Keberangkatan Kapal Perikanan

Pasal 9

(1) Setiap kapal perikanan yang akan meninggalkan pelabuhan pangkalan untuk melakukan operasi penangkapan atau pengangkutan ikan wajib terlebih dahulu melaporkan rencana keberangkatannya kepada Pengawas Perikanan setempat ,dengan menyerahkan dokumen perizinan kapal perikanan.

(2) Terhadap kapal perikanan sebagaimana dimaksud dalam ayat (1), wajib dilakukan pemeriksaan persyaratan administrasi dan kelayakan teknis, meliputi;

a. Pemeriksaan kesesuaian dokumen perizinan;

b. Pemeriksaan kesesuaian alat penangkapan ikan;

c. Pemeriksaan kesesuaian alat bantu penangkapan;

d. Pemeriksaan kesesuaian fisik kapal

e. Pemeriksaan kesesuaian awak kapal (crew list)
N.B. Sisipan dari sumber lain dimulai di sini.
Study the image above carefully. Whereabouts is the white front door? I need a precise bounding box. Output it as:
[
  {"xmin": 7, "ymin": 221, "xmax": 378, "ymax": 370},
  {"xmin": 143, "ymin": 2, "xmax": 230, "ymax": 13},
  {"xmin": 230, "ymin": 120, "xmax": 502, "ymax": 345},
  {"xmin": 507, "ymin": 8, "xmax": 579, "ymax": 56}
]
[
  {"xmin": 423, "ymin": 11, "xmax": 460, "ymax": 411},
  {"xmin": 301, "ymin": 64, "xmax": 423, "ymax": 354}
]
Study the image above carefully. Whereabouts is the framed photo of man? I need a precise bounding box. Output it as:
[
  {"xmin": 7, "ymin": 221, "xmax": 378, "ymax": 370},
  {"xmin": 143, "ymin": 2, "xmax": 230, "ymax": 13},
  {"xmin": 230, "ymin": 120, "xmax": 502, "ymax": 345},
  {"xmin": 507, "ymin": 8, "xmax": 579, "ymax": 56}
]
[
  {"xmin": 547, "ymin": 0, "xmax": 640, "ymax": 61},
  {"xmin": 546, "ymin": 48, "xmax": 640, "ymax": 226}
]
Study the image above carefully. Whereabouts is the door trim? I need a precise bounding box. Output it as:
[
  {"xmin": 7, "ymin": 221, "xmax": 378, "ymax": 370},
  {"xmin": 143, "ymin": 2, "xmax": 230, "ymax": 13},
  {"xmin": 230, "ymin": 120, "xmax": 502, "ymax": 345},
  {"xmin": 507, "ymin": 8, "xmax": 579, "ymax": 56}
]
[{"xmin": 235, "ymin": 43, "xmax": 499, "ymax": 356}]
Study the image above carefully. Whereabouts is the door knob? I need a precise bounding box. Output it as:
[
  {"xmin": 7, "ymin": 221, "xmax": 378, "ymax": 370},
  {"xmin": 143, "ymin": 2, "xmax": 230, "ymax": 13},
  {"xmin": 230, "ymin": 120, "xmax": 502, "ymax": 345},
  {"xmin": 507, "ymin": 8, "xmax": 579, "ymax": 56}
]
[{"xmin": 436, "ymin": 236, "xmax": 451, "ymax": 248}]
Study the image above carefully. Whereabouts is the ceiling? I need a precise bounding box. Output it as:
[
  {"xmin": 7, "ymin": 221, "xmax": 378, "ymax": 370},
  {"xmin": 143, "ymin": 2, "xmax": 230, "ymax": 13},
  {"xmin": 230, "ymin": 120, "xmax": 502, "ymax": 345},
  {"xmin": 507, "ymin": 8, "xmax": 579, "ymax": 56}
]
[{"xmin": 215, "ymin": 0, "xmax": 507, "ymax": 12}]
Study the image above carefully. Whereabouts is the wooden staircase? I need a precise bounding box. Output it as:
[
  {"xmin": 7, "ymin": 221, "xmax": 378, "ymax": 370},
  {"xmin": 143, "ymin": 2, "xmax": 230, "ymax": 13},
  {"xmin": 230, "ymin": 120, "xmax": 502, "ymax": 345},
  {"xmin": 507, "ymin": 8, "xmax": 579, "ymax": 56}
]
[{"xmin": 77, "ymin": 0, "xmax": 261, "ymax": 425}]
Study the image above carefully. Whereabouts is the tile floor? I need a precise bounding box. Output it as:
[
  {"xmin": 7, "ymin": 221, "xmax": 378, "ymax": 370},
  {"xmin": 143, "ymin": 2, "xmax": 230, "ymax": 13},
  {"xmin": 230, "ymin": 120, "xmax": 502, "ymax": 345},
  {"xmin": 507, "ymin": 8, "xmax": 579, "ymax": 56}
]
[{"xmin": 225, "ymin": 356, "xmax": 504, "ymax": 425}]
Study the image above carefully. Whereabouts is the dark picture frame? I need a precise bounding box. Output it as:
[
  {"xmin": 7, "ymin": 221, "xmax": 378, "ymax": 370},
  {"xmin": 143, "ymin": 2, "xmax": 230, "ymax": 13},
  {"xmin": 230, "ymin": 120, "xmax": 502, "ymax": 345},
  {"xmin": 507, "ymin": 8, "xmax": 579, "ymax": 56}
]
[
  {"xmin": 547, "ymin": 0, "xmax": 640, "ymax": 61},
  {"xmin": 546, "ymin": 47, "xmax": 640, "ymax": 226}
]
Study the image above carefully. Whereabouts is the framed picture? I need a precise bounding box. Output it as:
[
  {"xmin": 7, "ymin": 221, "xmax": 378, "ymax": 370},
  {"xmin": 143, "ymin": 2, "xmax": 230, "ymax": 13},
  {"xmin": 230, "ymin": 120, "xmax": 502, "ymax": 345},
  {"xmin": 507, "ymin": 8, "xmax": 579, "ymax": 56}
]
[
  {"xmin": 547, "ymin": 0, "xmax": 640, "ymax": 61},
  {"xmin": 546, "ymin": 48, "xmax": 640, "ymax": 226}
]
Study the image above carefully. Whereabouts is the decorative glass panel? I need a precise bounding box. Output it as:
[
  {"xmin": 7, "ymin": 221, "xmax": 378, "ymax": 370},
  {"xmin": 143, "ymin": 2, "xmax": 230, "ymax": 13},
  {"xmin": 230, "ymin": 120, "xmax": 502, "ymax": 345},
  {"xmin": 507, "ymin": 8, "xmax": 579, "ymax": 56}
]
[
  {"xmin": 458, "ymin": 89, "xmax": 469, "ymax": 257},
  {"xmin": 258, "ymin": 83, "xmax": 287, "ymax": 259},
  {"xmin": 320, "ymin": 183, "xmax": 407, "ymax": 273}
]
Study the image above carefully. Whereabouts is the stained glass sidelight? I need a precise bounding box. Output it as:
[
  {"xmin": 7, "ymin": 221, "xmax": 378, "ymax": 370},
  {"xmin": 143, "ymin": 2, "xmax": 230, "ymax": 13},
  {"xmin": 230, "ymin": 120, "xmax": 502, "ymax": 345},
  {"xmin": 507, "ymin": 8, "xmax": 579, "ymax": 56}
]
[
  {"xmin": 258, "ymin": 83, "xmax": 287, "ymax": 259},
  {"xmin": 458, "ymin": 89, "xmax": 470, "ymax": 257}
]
f. Pemeriksaan keberadaan dan keaktifan alat pemantauan kapal perikanan.

(3) Terhadap hasil pemeriksaan sebagaimana dimaksud pada ayat (2) dituangkan ke dalam form sebagai dasar untuk:

a. Menerbitkan SLO Kapal Perikanan

b. Mengisi dan mengesahkan Buku Lapor Pangkalan

(4) Form HPK sebagaimana dimaksud pada ayat (3) sebagaimana tercantum pada Lampiran 6.

(5) Pengawas Perikanan dalam mengisi form SLO kapal perikanan, wajib mengisi nomor seri penerbitan HPK dan SLO pada kolom yang telah disediakan.

Pasal 10

(1) SLO diterbitkan setelah memenuhi persyaratan administrasi dan kelayakan teknis pada saat kapal berangkat;

(2) Setelah SLO diterbitkan kapal perikanan yang menerima SLO dimaksud dilarang melakukan kegiatan perikanan di pelabuhan;

(3) SLO yang telah diterbitkan sebagaimana dimaksud pada ayat (1), berlaku selama 2 x 24 jam sejak tanggal dikeluarkan;

(4) Dalam hal kapal tidak berangkat beroperasi sebagaimana dimaksud pada ayat (3), SLO dimaksud dinyatakan tidak berlaku;

(5) SLO yang digunakan oleh kapal perikanan dalam kegiatan perikanan, berlaku untuk 1 (satu) trip operasional kapal perikanan.

Sumber : SK Dirjen P2SDKP No. KEP.19/DJ.P2SDKP/2008 Tgl. 10 Maret 2008 Tentang Petunjuk Teknis Operasional Kapal Perikanan.